Ahok Ajukan PK, Begini Tanggapan Pelapor
BANDARpost , Jakarta – Terpidana kasus penistaan agama, Basuki Tjahaja Purnama atau Ahok mengajukan peninjauan kembali (PK) atas perkara yang menyeretnya ke balik jeruji besi. Mantan Gubernur DKI Jakarta ini melalui pengacaranya mengajukan PK pada 2 Februari 2018 atas putusan PN Jakarta Utara yang telah berkekuatan hukum tetap.
Salah satu saksi pelapor dalam kasus penistaan agama Ahok, Pedri Kasman mengungkapkan bahwa pengajuan PK ke Mahkamah Agung (MA) merupakan hak Ahok sebagai warga negara.
“Siapa pun tentu harus menghargainya karena negara ini adalah negara hukum. Semua tindakan hukum harus diuji di pengadilan. Namun, tentu saja Mahkamah Agung yang dalam hal ini diwakili oleh Majelis Hakim akan sangat hati-hati dan haruslah obyektif,” ungkapnya dalam rilis yang diterima Kiblat.net, Jumat (23/02/2018).
Menurut Sekretaris Pimpinan Pusat Pemuda Muhammadiyah ini, Majelis Hakim tak akan sembarangan mengabulkan PK Ahok tersebut. Pasalnya, kasus ini sudah melalui proses yang sangat panjang, mulai dari penyelidikan yang disertai gelar perkara sedemikian rupa.
“Persidangannya berlangsung sampai 23 kali, melibatkan puluhan saksi dan ahli, disertai puluhan bukti berupa video, surat, dokumen dan lain-lain. Memang betul PK adalah hak setiap terpidana, akan tetapi hak itu harus ditelisik novumnya, bukan semata dilihat sebagai hak,” ungkapnya.

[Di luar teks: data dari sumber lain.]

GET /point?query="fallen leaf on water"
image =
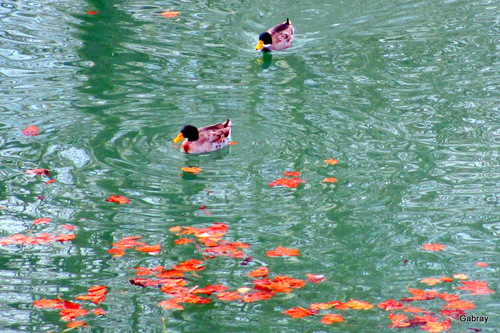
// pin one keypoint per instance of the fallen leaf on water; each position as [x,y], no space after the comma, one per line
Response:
[391,305]
[77,323]
[332,161]
[298,312]
[460,305]
[43,220]
[38,172]
[287,182]
[476,287]
[193,170]
[282,251]
[257,296]
[315,278]
[433,247]
[30,131]
[169,14]
[259,272]
[152,249]
[118,199]
[332,318]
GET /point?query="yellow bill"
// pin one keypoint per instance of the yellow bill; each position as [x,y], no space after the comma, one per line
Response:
[259,45]
[178,138]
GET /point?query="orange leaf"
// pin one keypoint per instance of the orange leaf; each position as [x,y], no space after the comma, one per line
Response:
[30,131]
[287,182]
[460,305]
[193,170]
[433,247]
[99,312]
[152,249]
[358,305]
[169,14]
[64,238]
[175,229]
[228,295]
[43,220]
[315,278]
[190,265]
[431,281]
[332,161]
[46,303]
[168,305]
[118,199]
[259,272]
[257,296]
[298,312]
[282,251]
[182,241]
[332,318]
[78,323]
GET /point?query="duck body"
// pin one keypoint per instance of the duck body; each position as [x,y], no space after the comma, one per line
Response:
[277,38]
[205,139]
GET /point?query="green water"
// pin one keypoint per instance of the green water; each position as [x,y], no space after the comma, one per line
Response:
[405,94]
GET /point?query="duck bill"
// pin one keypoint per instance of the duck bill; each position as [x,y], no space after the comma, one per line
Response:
[259,45]
[178,138]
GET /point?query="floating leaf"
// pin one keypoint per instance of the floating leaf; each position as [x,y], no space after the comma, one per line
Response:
[259,272]
[282,251]
[193,170]
[287,182]
[43,220]
[30,131]
[298,312]
[169,14]
[118,199]
[315,278]
[332,318]
[433,247]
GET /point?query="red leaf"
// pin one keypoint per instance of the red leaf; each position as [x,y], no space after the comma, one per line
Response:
[287,182]
[43,220]
[118,199]
[282,251]
[332,318]
[259,272]
[315,278]
[298,312]
[30,131]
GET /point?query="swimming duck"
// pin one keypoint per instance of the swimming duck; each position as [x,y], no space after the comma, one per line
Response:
[205,139]
[277,38]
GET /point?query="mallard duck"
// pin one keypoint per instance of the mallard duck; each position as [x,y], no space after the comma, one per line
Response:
[277,38]
[205,139]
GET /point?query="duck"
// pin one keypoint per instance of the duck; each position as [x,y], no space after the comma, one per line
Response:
[205,139]
[277,38]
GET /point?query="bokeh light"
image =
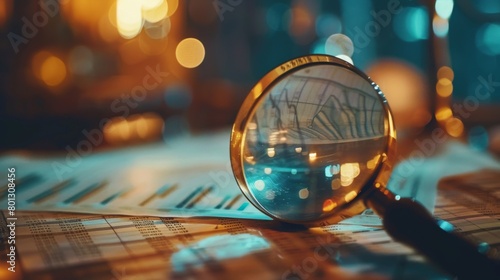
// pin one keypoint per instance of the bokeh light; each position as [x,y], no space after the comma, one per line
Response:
[155,13]
[339,44]
[445,72]
[440,26]
[49,68]
[488,39]
[444,87]
[406,90]
[190,52]
[454,127]
[172,7]
[136,128]
[411,24]
[443,114]
[128,18]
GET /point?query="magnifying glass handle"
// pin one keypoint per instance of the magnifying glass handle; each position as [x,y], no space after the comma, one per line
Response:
[409,222]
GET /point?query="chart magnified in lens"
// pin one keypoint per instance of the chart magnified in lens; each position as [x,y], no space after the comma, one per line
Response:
[312,141]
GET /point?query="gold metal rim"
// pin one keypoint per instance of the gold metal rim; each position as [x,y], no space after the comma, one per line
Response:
[248,108]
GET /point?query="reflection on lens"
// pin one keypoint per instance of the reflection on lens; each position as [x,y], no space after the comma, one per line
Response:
[312,142]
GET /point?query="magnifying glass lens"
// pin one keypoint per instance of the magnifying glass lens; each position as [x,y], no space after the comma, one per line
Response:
[312,144]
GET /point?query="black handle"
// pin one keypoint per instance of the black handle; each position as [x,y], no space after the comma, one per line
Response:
[410,223]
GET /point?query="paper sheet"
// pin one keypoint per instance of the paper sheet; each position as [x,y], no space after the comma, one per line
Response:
[187,177]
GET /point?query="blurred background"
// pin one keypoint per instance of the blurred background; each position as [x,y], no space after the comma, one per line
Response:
[125,72]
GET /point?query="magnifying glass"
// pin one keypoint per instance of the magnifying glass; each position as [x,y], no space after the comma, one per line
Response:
[314,143]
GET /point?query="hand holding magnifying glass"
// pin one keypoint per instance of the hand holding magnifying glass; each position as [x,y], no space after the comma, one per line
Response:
[313,144]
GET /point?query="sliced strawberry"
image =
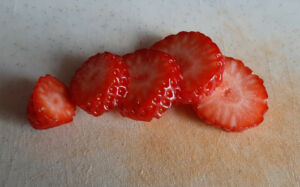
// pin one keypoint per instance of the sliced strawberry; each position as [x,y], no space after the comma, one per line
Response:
[239,103]
[100,83]
[49,105]
[200,60]
[154,84]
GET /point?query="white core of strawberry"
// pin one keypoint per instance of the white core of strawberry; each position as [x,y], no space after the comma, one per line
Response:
[143,75]
[95,75]
[235,98]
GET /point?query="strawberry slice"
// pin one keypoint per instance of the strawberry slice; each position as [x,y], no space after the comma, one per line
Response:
[200,60]
[239,103]
[100,83]
[154,84]
[49,105]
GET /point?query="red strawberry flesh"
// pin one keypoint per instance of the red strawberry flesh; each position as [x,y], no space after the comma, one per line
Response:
[239,103]
[154,84]
[200,60]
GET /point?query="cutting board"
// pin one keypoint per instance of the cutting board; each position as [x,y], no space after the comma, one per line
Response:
[55,37]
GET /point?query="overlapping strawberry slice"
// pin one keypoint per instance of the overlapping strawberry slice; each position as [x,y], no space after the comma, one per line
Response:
[200,60]
[239,103]
[154,84]
[187,67]
[100,83]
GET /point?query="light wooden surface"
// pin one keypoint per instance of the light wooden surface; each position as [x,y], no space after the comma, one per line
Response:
[39,37]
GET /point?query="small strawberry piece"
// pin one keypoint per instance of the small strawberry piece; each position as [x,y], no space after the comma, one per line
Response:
[100,83]
[49,105]
[154,84]
[200,60]
[239,103]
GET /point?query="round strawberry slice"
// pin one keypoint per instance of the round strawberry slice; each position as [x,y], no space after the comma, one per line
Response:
[200,60]
[239,103]
[49,105]
[153,84]
[100,83]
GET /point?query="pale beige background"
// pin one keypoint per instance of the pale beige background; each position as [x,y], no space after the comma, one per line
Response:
[38,37]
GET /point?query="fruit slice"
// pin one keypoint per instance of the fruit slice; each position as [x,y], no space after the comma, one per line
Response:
[154,84]
[239,103]
[49,105]
[200,60]
[100,83]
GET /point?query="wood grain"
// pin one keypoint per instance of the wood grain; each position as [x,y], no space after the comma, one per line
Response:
[176,150]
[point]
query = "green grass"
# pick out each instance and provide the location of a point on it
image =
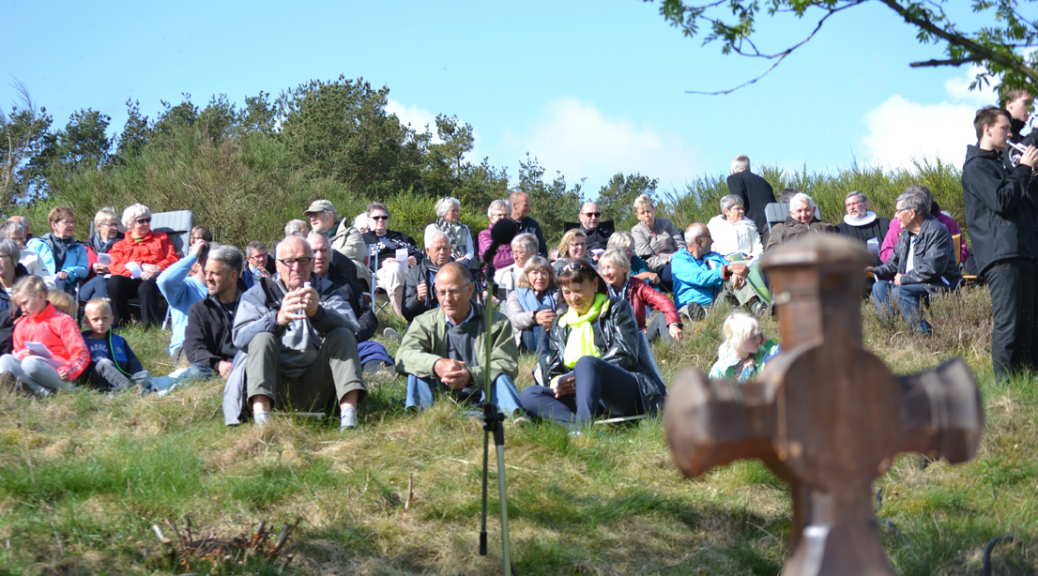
(96, 471)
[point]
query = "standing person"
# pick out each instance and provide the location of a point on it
(525, 224)
(62, 254)
(1001, 218)
(137, 261)
(755, 191)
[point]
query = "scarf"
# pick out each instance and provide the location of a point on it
(457, 232)
(581, 339)
(869, 218)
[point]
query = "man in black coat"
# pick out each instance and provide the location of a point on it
(1001, 218)
(755, 191)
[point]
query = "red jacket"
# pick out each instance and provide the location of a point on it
(154, 248)
(639, 295)
(58, 332)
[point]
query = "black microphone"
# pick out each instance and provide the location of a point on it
(501, 234)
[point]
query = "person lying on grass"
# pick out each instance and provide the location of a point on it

Novum adalah situasi ketika ditemukannya bukti baru atau keadaan baru yang merupakan salah satu syarat materil untuk mengajukan upaya hukum peninjauan kembali (PK) baik perkara pidana maupun perdata.
Pedri pun menyebutkan bahwa sesuai Pasal 263 Ayat (2) KUHAP, dalam permintaan peninjauan kembali, Majelis Hakim harus memperhatikan kelayakan PK ini untuk diterima atau ditolak.
“Pertama, apabila terdapat keadaan baru yang menimbulkan dugaan kuat, bahwa jika keadaan itu sudah diketahui pada waktu sidang masih berlangsung, hasilnya akan berupa putusan bebas atau penuntut umum tidak dapat diterima atau terhadap perkara itu diterapkan ketentuan pidana yang lebih ringan,” sebut Pedri.
Kedua, apabila dalam pelbagai putusan terdapat pernyataan bahwa sesuatu telah terbukti, akan tetapi hal atau keadaan sebagai dasar dan alasan putusan yang dinyatakan telah terbukti itu, ternyata telah bertentangan satu dengan yang lain.
Ketiga, apabila putusan itu dengan jelas memperlihatkan suatu kekhilafan hakim atau suatu kekeliruan yang nyata.
“Demi tegaknya hukum dan keadilan kita berharap Majelis hakim tegas dan berani dalam mengambil keputusan. Jika ternyata tidak memenuhi alasan-alasan hukum di atas, sudah semestinya Mahkamah Agung menolak upaya PK oleh Ahok, terpidana penodaan agama ini,” tukasnya.